Equations for Good Writing
I spent a lot of years thinking about writing. Talking about writing. Reading about writing (just like you are right now), which led to some of the best advice I’ve gotten: at some point you need to stop talking about it and just write.
“Just write, Karen, and I’ll take care of the rest.” (That’s what the still small voice whispered.) So, years later, I did. With much encouragement and admonishment from tolerant friends and the world around me, I picked up my pen believing the words and stories would finally spill forth unchecked (having worked up such a froth in my head). I thought I might actually be stunned by how easy it was–by the sheer joy of the starting the real process of writing! (I’m an optimist, if you haven’t guessed already).
So, so wrong.
It’s “W.O.R.K.” Hmm, a four letter word. Curious.
I’m a mutt: 80% German, 15% North American Indian, and maybe 5% Scottish (one can dream), so harnessing the spirit or vision or story inside with dogged determination is my go-to equation for the a fore mentioned bad word. This serves me well as a writer, but at an early point I had to admit that, while I was willing to mine the diamond out of my soul, I wanted someone else to set it in platinum. Someone else to shine it up. To give it value. Tell me its worth.
Well, that’s the funny thing about writing–about any kind of art, for that matter. The diamond can’t be found if you don’t know it’s there, and then go digging around for it. You need to have the tools, good lighting, and some caffeine to prop you up along the way. Then what do you do once you bring it out into the air? What a shock! This thing, which the world is willing to spend big money on just to hold it up to the light, is not ready for the world. It is a diamond, yes, but it’s dirty, lacks form and clarity, and is not very different from any other diamond. It could shine, but it doesn’t yet. All that effort to get to this point to realize that the real work is just beginning? I could go on with the analogy, but if you’ve stuck with me this far, I think you get it.

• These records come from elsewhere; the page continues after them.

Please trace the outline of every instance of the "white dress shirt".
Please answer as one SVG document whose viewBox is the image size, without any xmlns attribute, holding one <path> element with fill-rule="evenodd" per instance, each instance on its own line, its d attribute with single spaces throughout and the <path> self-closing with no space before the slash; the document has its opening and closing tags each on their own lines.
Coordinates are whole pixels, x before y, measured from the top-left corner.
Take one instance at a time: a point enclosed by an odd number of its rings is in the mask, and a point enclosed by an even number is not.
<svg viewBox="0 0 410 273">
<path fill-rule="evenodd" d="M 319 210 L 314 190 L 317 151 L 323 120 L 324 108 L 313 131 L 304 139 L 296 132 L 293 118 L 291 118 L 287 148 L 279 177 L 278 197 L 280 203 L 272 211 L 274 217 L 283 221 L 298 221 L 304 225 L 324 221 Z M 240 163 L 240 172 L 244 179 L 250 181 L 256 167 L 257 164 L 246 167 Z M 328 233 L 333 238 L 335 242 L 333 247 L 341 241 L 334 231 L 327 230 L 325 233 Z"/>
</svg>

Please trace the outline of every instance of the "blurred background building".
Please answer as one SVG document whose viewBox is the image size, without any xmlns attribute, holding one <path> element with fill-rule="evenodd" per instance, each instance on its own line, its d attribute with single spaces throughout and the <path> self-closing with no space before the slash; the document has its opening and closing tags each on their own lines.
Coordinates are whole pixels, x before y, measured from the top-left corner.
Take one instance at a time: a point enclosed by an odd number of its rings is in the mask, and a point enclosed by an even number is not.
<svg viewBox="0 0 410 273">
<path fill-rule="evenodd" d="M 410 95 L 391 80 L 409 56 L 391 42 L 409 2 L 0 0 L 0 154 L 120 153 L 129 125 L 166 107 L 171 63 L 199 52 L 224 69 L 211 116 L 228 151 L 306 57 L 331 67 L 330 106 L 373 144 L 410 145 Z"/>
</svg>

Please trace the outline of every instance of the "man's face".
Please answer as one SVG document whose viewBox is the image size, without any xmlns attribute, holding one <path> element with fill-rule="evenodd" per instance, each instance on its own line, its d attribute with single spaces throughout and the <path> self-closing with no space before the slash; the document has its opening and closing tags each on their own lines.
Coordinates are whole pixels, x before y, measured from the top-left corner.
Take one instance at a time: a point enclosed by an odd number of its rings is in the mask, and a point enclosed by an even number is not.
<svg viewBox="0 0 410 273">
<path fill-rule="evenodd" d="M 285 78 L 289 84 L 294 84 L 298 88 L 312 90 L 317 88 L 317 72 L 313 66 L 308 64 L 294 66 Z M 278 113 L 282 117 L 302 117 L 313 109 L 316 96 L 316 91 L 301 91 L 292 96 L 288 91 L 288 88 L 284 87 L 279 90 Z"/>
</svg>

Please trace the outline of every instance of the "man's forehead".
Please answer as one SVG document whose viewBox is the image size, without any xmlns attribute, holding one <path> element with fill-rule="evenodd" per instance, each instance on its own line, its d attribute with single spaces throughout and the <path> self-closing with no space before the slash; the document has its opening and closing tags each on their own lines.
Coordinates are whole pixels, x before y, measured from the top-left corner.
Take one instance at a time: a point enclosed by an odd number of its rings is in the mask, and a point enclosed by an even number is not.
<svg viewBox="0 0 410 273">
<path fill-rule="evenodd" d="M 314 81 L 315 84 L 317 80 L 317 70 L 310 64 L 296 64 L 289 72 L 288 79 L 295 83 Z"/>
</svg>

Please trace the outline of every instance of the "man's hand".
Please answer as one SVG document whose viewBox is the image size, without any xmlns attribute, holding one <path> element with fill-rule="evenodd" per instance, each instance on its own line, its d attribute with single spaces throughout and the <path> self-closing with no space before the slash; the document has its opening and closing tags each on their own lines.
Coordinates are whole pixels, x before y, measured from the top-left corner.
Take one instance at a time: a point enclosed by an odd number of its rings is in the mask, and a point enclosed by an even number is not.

I’m not very mathematical, but here are few equatial (I beg you to let me make this an adjective) ideas. And let me add the disclaimer that there is no new advice under the sun, only new ways to express it. I offer whatever I know about writing more as an heirloom or gift to pass on:
If you want to write: You must read what others have slaved to put on paper + Choose something similar in shape to the story or idea rolling around inside your own head + (Examine it. Ponder it. Take it slice by slice or eat it whole, no matter.) = Your Good Words on Paper. Variable: if you don’t read because you don’t have time, then, quite simply, you don’t have time to write.
If you can’t carve (or hack) out time to read, then how will you carve out time to write? Oh, Agonizing Patience That Craft Requires, why do you elude me?
Yes, it’s that simple. You read, then you write, you read, then you write. This is advice from my former, esteemed professor, and from Stephen King, and from–well, I can’t think of anyone else, but that’s enough for me and I know it’s true.
Let me risk repeating myself with a snappy word problem: Make time to read some good stuff, then stop reading and start writing. When you get stuck (sometimes known as the fallacy, “writer’s block”), read some more, then write some more. If you don’t write, you won’t have anything to re-write–and rewriting is polishing. Eventually, you WILL have a diamond. If you don’t read, then what will you have? (The answer is “D, None of the above.”)
If you are holding the diamond in your palm and you polish long enough, with enough determination and perseverance and encouragement (the proportions are likely connected to your DNA), you will uncover the shine. Period.
Then you won’t need someone to set it in platinum. Or put a monetary value on it or tell the world its worth. You will know it. It will be because you formed it: tangible and unique and beautiful, fashioned out of the wonder of your heart, the curiosity of your mind, the truth of your experience. And from your beliefs and eyes and ears and skin…something priceless.
Lastly, you go belly up, all paws in the air, stare at the sun and clouds for a spell, then put your hardhat back on your head, kick up a jig and start digging again. If you are an optimist like me, you are sure beyond a shadow that it will be easier the next time (insert smirk). Ah, the life of a writing writer.
So, time to stop reading about writing and just write. (But only after you read!)